The question of whether enterprises should buy or build AI solutions was a central theme at the 2025 Central Park AI Forum, hosted by Norm AI.
Across the day, discussions focused on the realities of deploying AI in high-stakes environments, particularly legal and regulatory functions, where reliability, explainability and long-term maintenance matter as much as innovation. A fireside chat between Henry Moniz, chief compliance officer at Meta, and Norm AI founder and CEO John Nay captured many of these tensions.
One of the clearest messages was that building software is not the same as owning it over time. While internal teams may be enthusiastic about developing new tools, sustaining production-grade systems is far less appealing. This challenge becomes acute in compliance and legal use cases, where systems must be continuously updated to reflect regulatory change. “If you’re an engineer, you might be onto the next sexy thing you want to build. You might not necessarily be pushing […] updates and improving. It’s not as fun to maintain as it is to build.” — Henry Moniz, CPAIF 2025.

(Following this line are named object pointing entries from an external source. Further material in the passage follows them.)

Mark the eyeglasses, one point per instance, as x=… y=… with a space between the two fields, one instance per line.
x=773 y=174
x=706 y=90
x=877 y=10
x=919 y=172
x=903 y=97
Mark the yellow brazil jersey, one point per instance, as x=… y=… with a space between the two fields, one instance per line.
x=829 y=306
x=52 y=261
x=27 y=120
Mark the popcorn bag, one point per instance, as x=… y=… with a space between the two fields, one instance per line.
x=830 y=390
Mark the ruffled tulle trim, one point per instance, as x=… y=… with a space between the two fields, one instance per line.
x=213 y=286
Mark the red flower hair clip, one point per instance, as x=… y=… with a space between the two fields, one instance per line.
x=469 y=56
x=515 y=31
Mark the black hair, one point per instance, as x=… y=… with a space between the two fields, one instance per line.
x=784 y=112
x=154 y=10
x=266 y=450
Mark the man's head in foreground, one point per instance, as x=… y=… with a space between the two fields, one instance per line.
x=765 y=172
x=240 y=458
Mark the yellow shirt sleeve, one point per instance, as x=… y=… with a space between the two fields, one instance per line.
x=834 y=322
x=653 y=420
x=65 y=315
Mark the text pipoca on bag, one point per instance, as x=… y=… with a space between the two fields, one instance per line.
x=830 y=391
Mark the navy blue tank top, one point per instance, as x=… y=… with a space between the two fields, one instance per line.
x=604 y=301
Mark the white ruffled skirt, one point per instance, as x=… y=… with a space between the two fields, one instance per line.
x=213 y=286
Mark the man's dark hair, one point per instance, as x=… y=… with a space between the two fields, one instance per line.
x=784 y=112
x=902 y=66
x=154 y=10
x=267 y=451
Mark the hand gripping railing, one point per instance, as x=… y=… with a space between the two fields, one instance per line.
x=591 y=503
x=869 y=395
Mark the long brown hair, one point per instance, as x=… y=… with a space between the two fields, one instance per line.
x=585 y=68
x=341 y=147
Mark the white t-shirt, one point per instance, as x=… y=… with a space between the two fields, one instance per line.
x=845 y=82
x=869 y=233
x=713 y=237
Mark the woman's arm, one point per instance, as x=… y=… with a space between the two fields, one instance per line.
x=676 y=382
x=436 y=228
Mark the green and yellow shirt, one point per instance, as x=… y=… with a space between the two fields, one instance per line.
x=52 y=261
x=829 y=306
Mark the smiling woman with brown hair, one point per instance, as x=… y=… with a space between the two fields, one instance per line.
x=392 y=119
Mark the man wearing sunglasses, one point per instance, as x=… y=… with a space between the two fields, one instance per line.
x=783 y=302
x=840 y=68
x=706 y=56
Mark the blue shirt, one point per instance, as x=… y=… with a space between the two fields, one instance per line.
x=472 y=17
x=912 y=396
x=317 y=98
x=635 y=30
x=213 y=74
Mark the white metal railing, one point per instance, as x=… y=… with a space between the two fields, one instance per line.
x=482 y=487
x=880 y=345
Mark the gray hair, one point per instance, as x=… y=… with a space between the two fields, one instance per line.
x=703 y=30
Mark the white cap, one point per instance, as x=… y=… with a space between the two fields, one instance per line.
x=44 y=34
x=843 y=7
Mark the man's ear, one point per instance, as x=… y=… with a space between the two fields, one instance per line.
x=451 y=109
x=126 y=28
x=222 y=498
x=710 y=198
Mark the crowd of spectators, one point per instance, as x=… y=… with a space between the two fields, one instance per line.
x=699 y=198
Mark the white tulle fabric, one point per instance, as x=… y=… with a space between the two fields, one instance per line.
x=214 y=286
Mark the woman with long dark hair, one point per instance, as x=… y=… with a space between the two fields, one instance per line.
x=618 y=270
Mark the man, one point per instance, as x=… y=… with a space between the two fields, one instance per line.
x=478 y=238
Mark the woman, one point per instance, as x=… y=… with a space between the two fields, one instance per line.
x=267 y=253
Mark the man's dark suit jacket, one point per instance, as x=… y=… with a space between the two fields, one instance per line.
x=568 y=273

Talent allocation also featured heavily in the debate. Engineering teams capable of delivering robust, compliant AI systems are scarce, and enterprises must decide where that expertise delivers the greatest value. For most organisations, legal and compliance software is essential but not differentiating. “There’s a cost benefit, right? Like if you have engineers, we have a lot of engineers. All these companies have a lot of engineers. But do you want them working on products that are accretive and commercial and they can really build the bottom line?” — Henry Moniz, CPAIF 2025.
Forum speakers cautioned against two common pitfalls. The first is over-reliance on narrow point solutions from multiple vendors, which can fragment data and create operational complexity. The second is partnering with vendors that simply wrap foundation models without investing in deep, domain-specific workflows. As models from providers like OpenAI and Anthropic rapidly improve, shallow integrations offer diminishing returns.
The consensus view was that enterprises should favour partners with a clear category focus and the ability to adapt alongside their clients. In regulated, mission-critical environments, buying from specialists with industry-wide visibility often leads to faster deployment, lower risk and more sustainable outcomes than building in-house.